However, the work of marine photography isn’t kid stuff.

“The possibility for danger, for chaos, is always there,” he said. “I’ve never become complacent, even after 9,000 scuba dives. Each time I fall into the water I try to remember that I’m diving into a foreign and potentially hostile environment.”

Operator error accounts for 99 percent of the close calls he’s seen or experienced, including poor decisions to pursue animals or staying down too long.

“Everybody asks if I’ve been attacked by a shark,” he said. “The answer: just once in more than 20 years.”

He was out at sea to photograph the Oceanic whitetip shark, a subject that requires baiting.

“Normally, sharks don’t want to have anything to do with scuba divers,” he said. “But with bait, sharks become more curious, bolder and more aggressive. Whitetips are pelagic, one of the more dangerous species that live off-shore in the great blue where they have to investigate any hint of food.

“One made a lunge at me. I whacked it on the nose with my camera and the shark turned away.
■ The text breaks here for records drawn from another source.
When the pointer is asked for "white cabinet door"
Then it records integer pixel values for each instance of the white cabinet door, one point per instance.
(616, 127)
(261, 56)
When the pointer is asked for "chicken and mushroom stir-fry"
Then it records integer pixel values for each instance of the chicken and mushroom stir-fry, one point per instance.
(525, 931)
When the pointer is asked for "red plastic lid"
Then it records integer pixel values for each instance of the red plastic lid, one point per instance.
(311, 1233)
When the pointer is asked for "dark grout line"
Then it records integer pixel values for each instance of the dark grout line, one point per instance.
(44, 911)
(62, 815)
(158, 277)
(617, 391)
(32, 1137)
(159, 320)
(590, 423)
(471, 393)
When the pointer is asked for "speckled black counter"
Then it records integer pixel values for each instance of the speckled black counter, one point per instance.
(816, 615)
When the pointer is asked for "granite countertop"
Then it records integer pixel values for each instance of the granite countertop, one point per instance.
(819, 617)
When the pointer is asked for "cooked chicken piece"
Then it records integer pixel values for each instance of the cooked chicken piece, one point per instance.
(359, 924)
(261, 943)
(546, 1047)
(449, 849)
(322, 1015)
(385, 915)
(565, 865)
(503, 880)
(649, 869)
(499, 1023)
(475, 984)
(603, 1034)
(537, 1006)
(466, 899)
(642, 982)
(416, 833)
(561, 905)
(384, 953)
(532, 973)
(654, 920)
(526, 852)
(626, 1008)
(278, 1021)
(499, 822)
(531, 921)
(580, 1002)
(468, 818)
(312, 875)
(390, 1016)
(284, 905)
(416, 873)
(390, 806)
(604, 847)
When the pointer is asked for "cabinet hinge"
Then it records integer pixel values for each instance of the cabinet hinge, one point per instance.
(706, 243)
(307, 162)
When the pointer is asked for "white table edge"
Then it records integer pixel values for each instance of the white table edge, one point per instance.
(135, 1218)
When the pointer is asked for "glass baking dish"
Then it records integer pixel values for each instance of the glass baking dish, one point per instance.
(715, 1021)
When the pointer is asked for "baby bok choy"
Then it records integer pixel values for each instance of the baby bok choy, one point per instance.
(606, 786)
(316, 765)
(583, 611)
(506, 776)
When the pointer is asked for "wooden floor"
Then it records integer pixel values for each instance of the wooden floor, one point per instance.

That’s my one Hollywood moment in terms of danger.

“I’ve experienced being lost in shipwreck, and getting dizzy with my mind going fuzzy. Those situations can lead to serious injury. But with proper preparation, knowing one’s limits and working with other professionals, I’m not dicing with death every time I enter the water.

“Most of the time it’s a calm, serene, relaxing and rewarding experience.”